The licence fee, which has been frozen at £145.50 since 2010, will now rise with inflation from next year.

Measures include:

  • A new mission statement for the BBC: “To act in the public interest, serving all audiences with impartial, high-quality, and distinctive media content and services that inform, educate and entertain.”
  • A new unitary board which will govern the corporation, replacing the BBC Trust.
  • The BBC will have the ability to appoint the majority of its board, independent of government
  • Editorial decisions will be explicitly the responsibility of the director general
  • Ofcom will be given the power to regulate all BBC services
Media captionChris Evans: ‘I’m paid too much’

Star pay

Also announced was a requirement for all employees and freelancers who earn more than £450,000 to be named.

The move will affect some of the corporation’s best-known names, such as Chris Evans, Gary Lineker and Graham Norton, although their actual salaries will not be revealed.

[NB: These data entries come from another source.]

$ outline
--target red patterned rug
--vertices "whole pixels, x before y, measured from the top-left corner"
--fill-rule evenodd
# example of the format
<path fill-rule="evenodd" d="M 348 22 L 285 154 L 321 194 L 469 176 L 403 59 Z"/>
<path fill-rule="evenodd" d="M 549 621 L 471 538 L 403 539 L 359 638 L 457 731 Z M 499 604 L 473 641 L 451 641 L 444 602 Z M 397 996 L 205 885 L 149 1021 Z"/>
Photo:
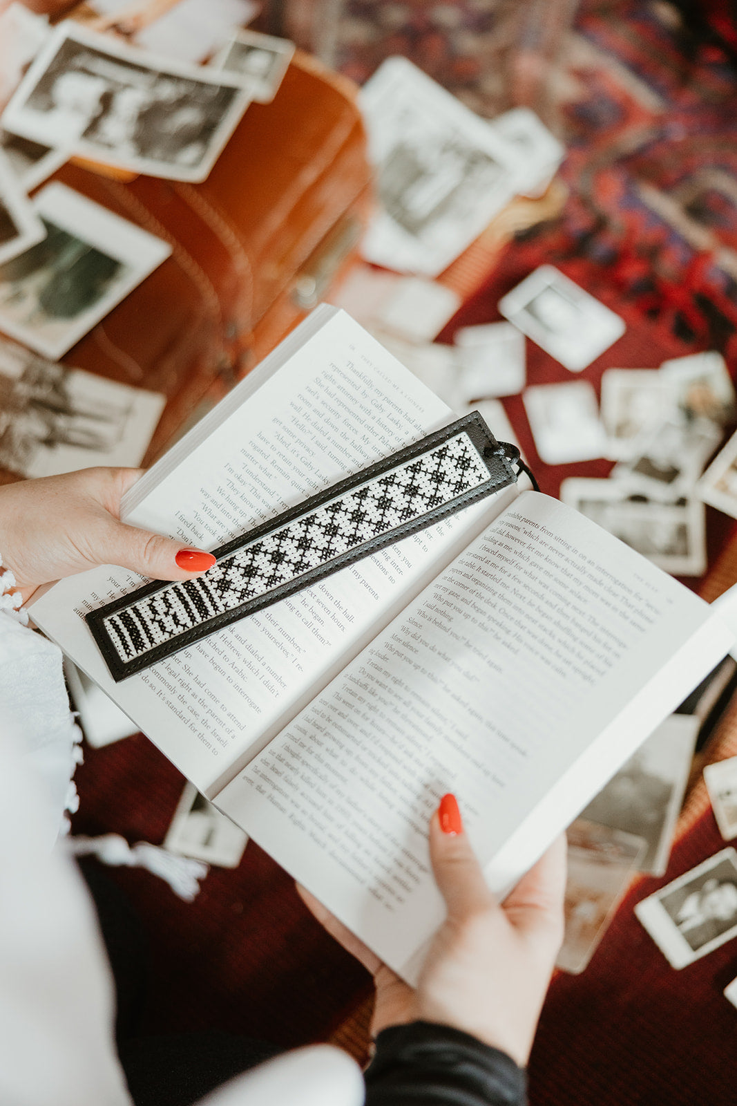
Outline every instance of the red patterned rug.
<path fill-rule="evenodd" d="M 483 108 L 501 95 L 498 85 L 485 91 L 483 73 L 473 67 L 478 60 L 474 42 L 492 33 L 494 8 L 473 0 L 435 6 L 352 0 L 340 40 L 343 67 L 364 77 L 382 56 L 409 52 Z M 390 25 L 390 9 L 394 22 L 398 11 L 411 10 L 411 25 L 401 20 Z M 733 63 L 713 46 L 684 61 L 667 6 L 634 0 L 583 3 L 565 38 L 562 61 L 554 92 L 571 150 L 564 169 L 570 199 L 555 223 L 506 250 L 493 278 L 443 336 L 456 325 L 498 317 L 499 296 L 549 262 L 627 321 L 627 334 L 587 369 L 594 385 L 611 365 L 654 367 L 666 356 L 706 348 L 722 349 L 734 371 Z M 531 344 L 528 355 L 530 383 L 570 378 Z M 505 405 L 535 461 L 519 397 Z M 535 468 L 543 489 L 555 493 L 564 476 L 606 476 L 609 466 Z M 709 512 L 712 563 L 728 547 L 731 533 L 731 520 Z M 737 580 L 737 557 L 729 550 L 728 563 L 723 556 L 719 568 L 722 586 Z M 715 755 L 737 751 L 734 733 L 735 713 L 723 726 Z M 115 831 L 130 842 L 158 843 L 182 780 L 138 737 L 88 753 L 78 784 L 75 832 Z M 666 879 L 720 847 L 699 787 L 680 834 Z M 212 869 L 192 905 L 180 902 L 147 873 L 115 869 L 112 875 L 151 932 L 155 978 L 147 1032 L 219 1026 L 291 1045 L 324 1039 L 344 1023 L 341 1040 L 360 1053 L 366 1011 L 354 1022 L 346 1018 L 369 993 L 366 974 L 322 932 L 286 876 L 255 846 L 249 846 L 236 872 Z M 737 949 L 727 945 L 672 971 L 632 915 L 633 902 L 654 886 L 643 880 L 632 889 L 582 975 L 554 982 L 530 1068 L 534 1106 L 726 1106 L 735 1100 L 737 1012 L 722 990 L 737 975 Z"/>

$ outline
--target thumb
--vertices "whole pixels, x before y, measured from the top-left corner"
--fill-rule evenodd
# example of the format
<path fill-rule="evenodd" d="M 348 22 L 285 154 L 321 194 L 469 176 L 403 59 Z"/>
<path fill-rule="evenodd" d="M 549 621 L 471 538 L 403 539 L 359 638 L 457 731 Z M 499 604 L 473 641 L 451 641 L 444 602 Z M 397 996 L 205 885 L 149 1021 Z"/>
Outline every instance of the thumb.
<path fill-rule="evenodd" d="M 139 530 L 106 515 L 96 543 L 101 564 L 119 564 L 151 580 L 191 580 L 215 563 L 212 553 L 183 546 L 181 542 Z"/>
<path fill-rule="evenodd" d="M 430 823 L 430 860 L 450 918 L 463 918 L 496 905 L 463 830 L 454 795 L 443 795 Z"/>

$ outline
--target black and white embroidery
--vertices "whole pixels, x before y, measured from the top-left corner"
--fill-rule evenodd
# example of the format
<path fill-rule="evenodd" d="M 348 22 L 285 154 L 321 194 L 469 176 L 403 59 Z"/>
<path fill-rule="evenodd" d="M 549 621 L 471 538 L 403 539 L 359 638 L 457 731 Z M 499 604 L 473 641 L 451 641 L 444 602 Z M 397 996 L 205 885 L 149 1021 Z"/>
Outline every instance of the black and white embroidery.
<path fill-rule="evenodd" d="M 502 451 L 491 440 L 498 467 Z M 418 448 L 410 447 L 410 451 L 417 453 Z M 474 495 L 478 490 L 510 483 L 514 472 L 506 458 L 502 458 L 506 465 L 502 466 L 503 479 L 489 480 L 488 452 L 488 446 L 480 450 L 464 429 L 372 479 L 356 483 L 354 478 L 355 487 L 343 494 L 328 489 L 319 505 L 310 501 L 312 510 L 282 524 L 275 519 L 267 533 L 251 540 L 245 535 L 240 547 L 228 551 L 197 580 L 158 585 L 145 596 L 139 589 L 110 605 L 114 611 L 93 612 L 87 620 L 113 675 L 123 678 L 138 671 L 236 617 L 400 541 L 422 524 L 430 525 L 442 517 L 439 511 L 451 513 L 455 502 L 465 505 L 470 494 L 478 498 Z"/>

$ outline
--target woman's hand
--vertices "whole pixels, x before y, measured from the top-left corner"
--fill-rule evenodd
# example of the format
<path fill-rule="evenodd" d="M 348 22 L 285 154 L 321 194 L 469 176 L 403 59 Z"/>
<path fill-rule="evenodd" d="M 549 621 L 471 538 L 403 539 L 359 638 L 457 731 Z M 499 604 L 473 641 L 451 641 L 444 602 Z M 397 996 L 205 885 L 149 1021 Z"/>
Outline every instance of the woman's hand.
<path fill-rule="evenodd" d="M 319 921 L 371 971 L 371 1032 L 415 1020 L 463 1030 L 527 1063 L 564 932 L 566 846 L 561 836 L 503 905 L 486 886 L 457 804 L 445 795 L 430 825 L 430 857 L 448 916 L 417 990 L 399 979 L 303 888 Z"/>
<path fill-rule="evenodd" d="M 211 553 L 128 526 L 120 498 L 141 469 L 83 469 L 0 488 L 0 556 L 23 602 L 36 587 L 98 564 L 117 564 L 154 580 L 191 580 Z"/>

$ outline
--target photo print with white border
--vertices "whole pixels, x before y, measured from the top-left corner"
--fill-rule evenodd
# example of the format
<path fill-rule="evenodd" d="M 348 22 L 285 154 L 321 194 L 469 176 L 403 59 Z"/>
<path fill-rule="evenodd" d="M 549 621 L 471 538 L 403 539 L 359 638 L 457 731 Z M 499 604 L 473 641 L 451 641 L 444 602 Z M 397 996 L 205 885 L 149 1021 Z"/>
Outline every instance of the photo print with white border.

The White Paper will be debated by MPs in the autumn before the new charter is drafted and signed for the next 11 years.

The BBC’s current Royal Charter – the agreement which sets the broadcaster’s rules and purpose – expires at the end of December.

Media captionLord Hall: White Paper raises ‘issues’ around BBC independence

Responding to the White Paper, BBC director-general Tony Hall said it “delivers a mandate for the strong, creative BBC the public believe in. A BBC that will be good for the creative industries – and most importantly of all, for Britain.

“There has been a big debate about the future of the BBC. Searching questions have been asked about its role and its place in the UK. That’s right and healthy, and I welcome that debate.

“At the end, we have an 11-year charter, a licence fee guaranteed for 11 years, and an endorsement of the scale and scope of what the BBC does today,” he said.

But he said there were some areas where the BBC will continue to talk to the government to address remaining issues, including allowing the National Audit Office to be the BBC’s auditor and how the new board is appointed.

He said: “We have an honest disagreement with the government on this. I do not believe that the appointments proposals for the new unitary board are yet right.

“We will continue to make the case to government. It is vital for the future of the BBC that its independence is fully preserved.”


Analysis from the BBC’s Nick Higham

For an exercise billed as a far-reaching reform, what’s striking about the white paper is how little will change fundamentally.

The licence fee remains, indexed to inflation rather than frozen as it has been for the past five years. It’ll still be a criminal offence not to pay it, and it’ll be extended to cover the growing numbers of people who watch the BBC’s iPlayer catch-up service rather than live television broadcasts, though it’s not yet clear exactly how that will work.

The proposal to abolish the BBC Trust and make Ofcom the corporation’s regulator is largely uncontroversial – but where the BBC and the culture secretary are at odds is over the appointment by government of some members of the new BBC board.

The corporation thinks that represents a potential threat to its independence and the director-general Tony Hall said government and the BBC had “an honest difference” on the question.

The BBC’s critics, particularly its commercial rivals – newspapers foremost among them – will be disappointed: they’d hoped for more stringent measures to curb the corporation’s ability to compete, especially online.

The Shadow Culture Secretary, Maria Eagle, said most of what she called John Whittingdale’s wilder proposals had been watered down or dumped and that he’d been overruled by the prime minister and chancellor.

If he was, that was perhaps to avoid a political row which might divide conservatives in the run up to the EU referendum. But the BBC will be given a new mission statement, not just to inform, educate and entertain but to do so in a way that is impartial, high-quality and distinctive.

Expect much discussion of exactly what is “distinctive” and what isn’t.